You can scale the worker nodes in a Kubernetes cluster by running the kubectl scale command, either on the management cluster, or on the OCI cluster if it's self-managed.

  1. Get the name of the machinedeployments Custom Resource.

    Use the kubectl get command to retrieve this information, for example:

    kubectl get machinedeployments --namespace ocne
  2. Run the kubectl scale command, specifying the new number of worker nodes.

    Set the new number of worker nodes with the --replicas option. In this example, the name of the machinedeployments Custom Resource is mycluster-md-0:

    kubectl scale machinedeployment mycluster-md-0 --replicas 3 --namespace ocne
  3. Wait for the cluster to stabilize before performing any other scaling operations.

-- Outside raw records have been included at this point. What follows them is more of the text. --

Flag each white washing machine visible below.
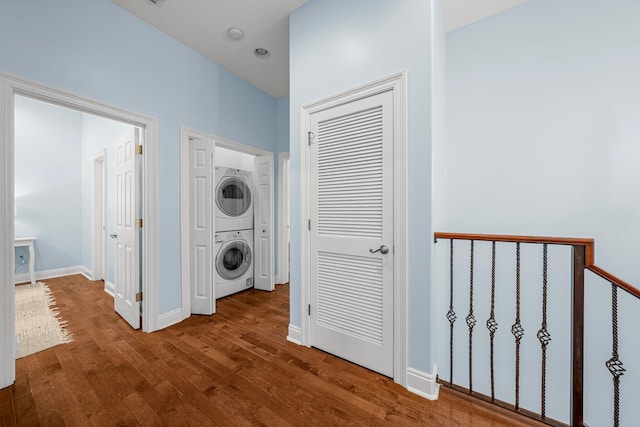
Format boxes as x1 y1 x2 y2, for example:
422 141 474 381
215 230 253 299
216 167 253 231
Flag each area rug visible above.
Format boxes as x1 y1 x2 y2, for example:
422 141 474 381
16 282 72 359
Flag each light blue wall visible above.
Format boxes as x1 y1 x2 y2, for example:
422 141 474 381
443 0 640 425
15 97 82 273
0 0 276 314
290 0 433 372
81 114 133 283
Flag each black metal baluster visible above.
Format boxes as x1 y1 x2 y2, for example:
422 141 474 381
447 239 456 386
511 242 524 411
606 283 626 427
487 241 498 402
466 240 476 393
537 243 551 419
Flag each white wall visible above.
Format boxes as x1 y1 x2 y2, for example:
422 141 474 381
214 147 255 172
439 0 640 425
15 97 82 274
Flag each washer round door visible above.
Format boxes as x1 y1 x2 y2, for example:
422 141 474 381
216 177 251 217
216 240 251 280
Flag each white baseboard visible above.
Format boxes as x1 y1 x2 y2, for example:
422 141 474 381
104 280 116 297
276 274 289 285
287 324 302 345
154 308 189 331
407 365 440 400
14 265 90 283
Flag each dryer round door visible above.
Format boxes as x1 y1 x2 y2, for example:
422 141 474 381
216 240 251 280
216 177 251 217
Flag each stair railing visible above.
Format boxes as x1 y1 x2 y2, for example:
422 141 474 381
435 232 640 427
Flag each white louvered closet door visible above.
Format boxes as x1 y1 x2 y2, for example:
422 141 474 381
310 92 393 376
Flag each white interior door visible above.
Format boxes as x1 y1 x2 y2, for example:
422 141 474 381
112 128 140 329
309 91 394 376
253 155 275 291
189 139 215 315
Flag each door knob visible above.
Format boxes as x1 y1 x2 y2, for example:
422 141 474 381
369 245 389 255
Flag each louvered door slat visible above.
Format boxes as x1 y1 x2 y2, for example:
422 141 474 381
311 88 393 375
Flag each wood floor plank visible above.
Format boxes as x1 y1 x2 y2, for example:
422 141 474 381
0 275 541 427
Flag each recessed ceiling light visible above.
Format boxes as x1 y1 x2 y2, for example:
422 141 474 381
227 27 244 40
253 47 271 59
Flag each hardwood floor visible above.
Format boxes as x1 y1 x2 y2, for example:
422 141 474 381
0 276 541 427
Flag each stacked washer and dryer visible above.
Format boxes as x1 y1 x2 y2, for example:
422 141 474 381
215 166 254 298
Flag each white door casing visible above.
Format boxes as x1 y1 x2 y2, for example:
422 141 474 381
253 155 275 291
310 91 394 377
300 72 407 386
114 128 140 329
91 150 107 280
189 138 216 315
277 152 291 283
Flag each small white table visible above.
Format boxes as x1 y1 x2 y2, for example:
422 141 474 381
14 237 38 284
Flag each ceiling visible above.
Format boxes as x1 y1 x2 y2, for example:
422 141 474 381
112 0 527 98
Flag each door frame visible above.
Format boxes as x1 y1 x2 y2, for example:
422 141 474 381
300 71 407 386
276 151 291 284
91 149 107 280
0 72 158 388
180 126 275 319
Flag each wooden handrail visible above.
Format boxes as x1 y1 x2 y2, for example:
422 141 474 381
434 232 640 299
586 265 640 299
434 232 640 427
434 232 595 265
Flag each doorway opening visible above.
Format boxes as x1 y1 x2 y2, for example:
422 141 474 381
0 73 157 387
180 128 275 318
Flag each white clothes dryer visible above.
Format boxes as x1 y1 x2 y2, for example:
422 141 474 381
216 167 253 231
215 230 253 299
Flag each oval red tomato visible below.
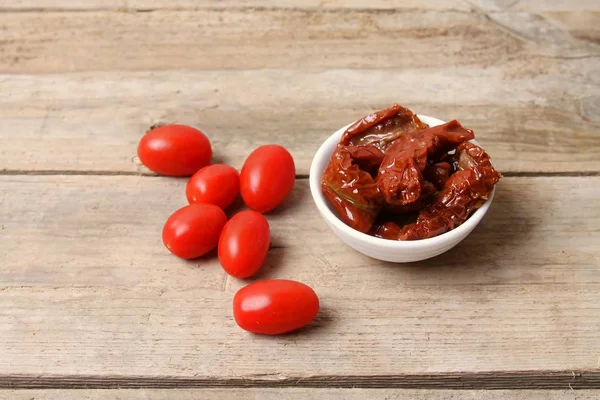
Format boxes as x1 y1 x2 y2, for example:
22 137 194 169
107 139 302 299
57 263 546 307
240 144 296 213
233 279 319 335
185 164 240 209
138 125 212 176
162 204 227 259
219 210 271 279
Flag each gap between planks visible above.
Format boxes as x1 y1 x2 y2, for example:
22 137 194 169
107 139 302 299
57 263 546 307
0 370 600 390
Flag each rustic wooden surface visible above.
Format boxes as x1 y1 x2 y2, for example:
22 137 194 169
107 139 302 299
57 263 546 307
0 389 598 400
0 0 600 399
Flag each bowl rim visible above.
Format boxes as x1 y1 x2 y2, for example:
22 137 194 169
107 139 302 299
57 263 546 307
309 114 496 250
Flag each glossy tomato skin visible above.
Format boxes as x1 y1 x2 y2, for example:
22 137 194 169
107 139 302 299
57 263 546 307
219 210 271 279
233 279 319 335
185 164 240 209
138 124 212 176
162 204 227 259
240 144 296 213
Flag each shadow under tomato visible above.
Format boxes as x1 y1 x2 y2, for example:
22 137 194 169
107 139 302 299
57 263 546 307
246 244 293 283
246 307 333 341
265 179 310 219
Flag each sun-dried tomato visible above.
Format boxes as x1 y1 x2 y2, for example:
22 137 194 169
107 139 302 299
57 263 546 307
321 105 501 240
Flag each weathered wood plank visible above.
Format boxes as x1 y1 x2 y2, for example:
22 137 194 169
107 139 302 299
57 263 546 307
0 0 600 12
0 389 598 400
0 69 600 174
0 176 600 378
0 9 600 74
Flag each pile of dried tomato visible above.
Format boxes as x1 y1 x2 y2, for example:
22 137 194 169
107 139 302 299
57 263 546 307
321 105 502 240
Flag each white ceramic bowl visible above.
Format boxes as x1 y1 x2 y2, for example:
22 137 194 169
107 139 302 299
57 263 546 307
310 115 496 263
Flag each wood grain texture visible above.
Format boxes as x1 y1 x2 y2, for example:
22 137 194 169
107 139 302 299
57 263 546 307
0 0 600 12
0 176 600 378
0 389 598 400
0 9 600 73
0 69 600 174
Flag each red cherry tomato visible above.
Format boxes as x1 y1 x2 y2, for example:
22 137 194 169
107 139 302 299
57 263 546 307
219 210 271 279
162 204 227 259
240 144 296 213
233 279 319 335
185 164 240 209
138 125 212 176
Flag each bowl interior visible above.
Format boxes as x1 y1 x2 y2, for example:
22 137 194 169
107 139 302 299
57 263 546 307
309 114 496 249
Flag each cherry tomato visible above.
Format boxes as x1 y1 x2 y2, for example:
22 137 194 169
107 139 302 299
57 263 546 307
233 279 319 335
240 144 296 213
219 210 271 279
185 164 240 209
138 125 212 176
162 204 227 259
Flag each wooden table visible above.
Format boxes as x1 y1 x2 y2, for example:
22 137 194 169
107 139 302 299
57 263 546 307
0 0 600 400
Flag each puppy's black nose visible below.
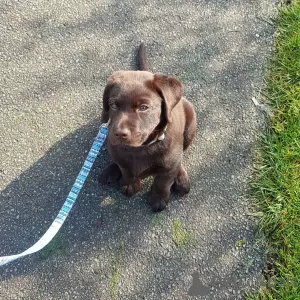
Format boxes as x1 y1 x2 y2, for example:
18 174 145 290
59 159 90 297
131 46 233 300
115 128 130 140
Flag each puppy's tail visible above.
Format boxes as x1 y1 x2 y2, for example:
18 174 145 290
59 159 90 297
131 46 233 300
138 43 149 71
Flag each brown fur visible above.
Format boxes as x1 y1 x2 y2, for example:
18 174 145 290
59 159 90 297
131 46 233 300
100 44 196 211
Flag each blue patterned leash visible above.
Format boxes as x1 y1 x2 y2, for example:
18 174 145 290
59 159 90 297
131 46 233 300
0 121 109 266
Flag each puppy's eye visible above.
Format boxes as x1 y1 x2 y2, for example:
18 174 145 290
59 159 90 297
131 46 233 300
139 104 148 111
109 103 117 110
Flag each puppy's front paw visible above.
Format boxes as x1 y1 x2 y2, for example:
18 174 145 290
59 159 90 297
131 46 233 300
99 163 122 184
147 193 169 212
121 180 141 197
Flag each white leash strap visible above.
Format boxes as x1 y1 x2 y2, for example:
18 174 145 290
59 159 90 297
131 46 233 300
0 123 108 266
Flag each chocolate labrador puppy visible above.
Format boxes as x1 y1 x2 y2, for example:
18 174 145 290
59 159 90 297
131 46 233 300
100 43 196 212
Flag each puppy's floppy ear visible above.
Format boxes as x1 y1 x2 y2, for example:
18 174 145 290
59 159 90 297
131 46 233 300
153 74 183 123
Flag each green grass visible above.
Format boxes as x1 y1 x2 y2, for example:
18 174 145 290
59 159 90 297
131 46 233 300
248 0 300 300
172 219 192 247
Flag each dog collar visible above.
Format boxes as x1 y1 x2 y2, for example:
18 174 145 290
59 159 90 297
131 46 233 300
147 126 167 146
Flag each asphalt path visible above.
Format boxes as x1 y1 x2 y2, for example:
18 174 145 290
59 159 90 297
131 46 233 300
0 0 276 300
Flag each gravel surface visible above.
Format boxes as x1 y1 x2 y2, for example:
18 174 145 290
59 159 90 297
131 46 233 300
0 0 276 300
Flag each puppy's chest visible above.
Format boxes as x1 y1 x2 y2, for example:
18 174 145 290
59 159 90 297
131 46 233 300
120 154 165 177
110 149 166 177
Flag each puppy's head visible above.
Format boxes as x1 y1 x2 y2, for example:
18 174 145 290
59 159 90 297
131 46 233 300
103 71 183 147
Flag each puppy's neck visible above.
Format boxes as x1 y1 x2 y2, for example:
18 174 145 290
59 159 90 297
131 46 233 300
143 126 167 146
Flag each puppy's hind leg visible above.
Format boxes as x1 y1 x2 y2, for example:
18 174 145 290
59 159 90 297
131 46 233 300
183 99 197 151
172 165 190 196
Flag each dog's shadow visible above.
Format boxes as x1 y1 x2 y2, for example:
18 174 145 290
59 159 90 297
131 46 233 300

    You can monitor the status of the nodes by running the following command on the OCI cluster:

    watch kubectl get nodes -A

    The cluster is stable when all the cluster nodes show a status of Ready. Exit the command using Ctrl+C.

    The number of worker nodes in the cluster is scaled up or down to the number of replicas you set.

Scaling Control Plane Nodes in an OCI Cluster

Use the kubectl scale command to scale the number of control plane nodes in a Kubernetes cluster on OCI.

You can scale the control plane nodes in a Kubernetes cluster by running the kubectl scale command, either on the management cluster, or on the OCI cluster if it's self-managed.

  1. Get the name of the kubeadmcontrolplane Custom Resource.

    Use the kubectl get command to retrieve this information, for example:

    kubectl get kubeadmcontrolplane --namespace ocne
  2. Run the kubectl scale command, specifying the new number of control plane nodes.

    Set the new number of control plane nodes with the --replicas option. In this example, the name of the kubeadmcontrolplane Custom Resource is mycluster-control-plane:

    kubectl scale kubeadmcontrolplane mycluster-control-plane --replicas 3 --namespace ocne
  3. Wait for the cluster to stabilize before performing any other scaling operations.

    You can monitor the status of the nodes by running the following command on the OCI cluster :

    watch kubectl get nodes -A

    The cluster is stable when all the cluster nodes show a status of Ready. Exit the command using Ctrl+C.

    The number of control plane nodes in the cluster is scaled up or down to the number of replicas you set.